I followed the progress of the bill through three parliaments, and it is a great thing when a private member's bill moves toward completion. I think we all revel in it, especially when the bill is such that it attracts support from the entire House. Standing as Canadians together, we support these endeavours by individual members of Parliament.
Before I came to Parliament, there was a bill that caught my attention. It came from a Conservative MP as well. It was to remove the substance from cigarettes that kept them lit when they were not smoked. That took 20 years to get through the House of Commons. Lives were saved when that bill went through and that substance was taken out of the cigarettes so they did not fall out of someone's fingers and set something on fire or create second-hand smoke in the ashtray.
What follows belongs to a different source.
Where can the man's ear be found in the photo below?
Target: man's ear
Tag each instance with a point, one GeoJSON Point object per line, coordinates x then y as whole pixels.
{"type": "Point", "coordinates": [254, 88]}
The value that private members can bring to the House is so important and it sometimes puts attention on small, definitive but extremely important issues that can change our society. To that endeavour, as MPs we should all salute this initiative.
Having said that, I will speak to the bill before my time runs out. The bill, as far as it goes, would work to deal with this issue. In some ways society has to have a greater recognition of the nature of human trafficking.
The latest example of human trafficking in Canada was on April 3. The head of the Domotor crime group, which the RCMP claims is Canada's largest human trafficking ring, was using males in the construction industry as slaves in Hamilton, a large city with labour unions, with inspectors, a city administration with better business bureaus and all those things, and our society could not recognize what was happening. Could it recognize that perhaps this was going on?
We have picked off the head of this organization, but we have not changed society. It is important that we understand the people who are working for us, that we understand what is going on in our society around us and that we understand what our communities are representing. To me, that spoke volumes about the nature of our society and how we would have to move from exploitation, as we have tried at all times to do, and understand laws that would remove the opportunities for exploitation and identify for Canadians the nature of exploitation.
Certainly, if the example of this person in Hamilton does not get attention in the construction industry right across the country, there is something wrong.
It is a time for reflection. When the bill passes, when we move forward in this regard, we need to recognize that society is still the answer to most of these issues.